A friend in the business called the new Masterpieces of Music guides to my attention a couple of months ago, and I have finally taken a look at the first of the guides. It's an electronic book introduction to Beethoven's Symphony No. 3, "Eroica." The text and analysis are by music writer Matthew Rye, and the guide includes Andrew Manze's Harmonia Mundi recording with the Helsingborg Symphony Orchestra. (All of the guides will include Harmonia Mundi recordings, in fact.)

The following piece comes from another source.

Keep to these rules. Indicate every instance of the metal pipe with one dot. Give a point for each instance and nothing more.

The audience for this type of guide is a listener who can read music and knows a little bit about keys and key relationships, and who wants a detailed walk-through of the symphony. The bulk of the 125 pages of the ebook is taken up with the score, analysis, and various musical examples. The analysis looks fine from a technical standpoint. I would say that if you're going to claim that there is something special and elemental about the key of Eb, you need to say something about the theory behind keys and key relationships before equal temperament took over.
Although the press kit touts "the latest scholarship," there can't be more than about ten to twenty printed pages on the history and reception of the "Eroica," and I could not find any references in the ebook to additional books or articles. To state the obvious, there is a vast literature on this symphony and Beethoven himself. If you want to take a serious look at the literature, start with the New Grove article on Beethoven, or Lewis Lockwood's biography, which must have an extensive bibliography.
I looked at this book in a browser on my desktop machine and didn't try to download the book to my phone or tablet. It looks pretty good (except for those huge and oddly-spaced block quotes and a couple of pages with white print on red - yech), although the sound clips interspersed with the text sometimes overlap the text when you change the size of the browser window. Some additional information is presented as a pop-up window; other information appears in a new tab. The new tabs weren't always obvious, and at one point I found myself wondering where the hell the main text had gone.
I also looked around for a while trying to figure out whether you can play the whole symphony through, rather than just the excerpts, and never did figure it out.
I am not the audience for this kind of book, but you might be. If you try out one of these - and there is a new book for the Bach Mass in B Minor, with the Brahms Piano Concerto No. 1 forthcoming - let me know what you think. For around $8, they're not a bad deal.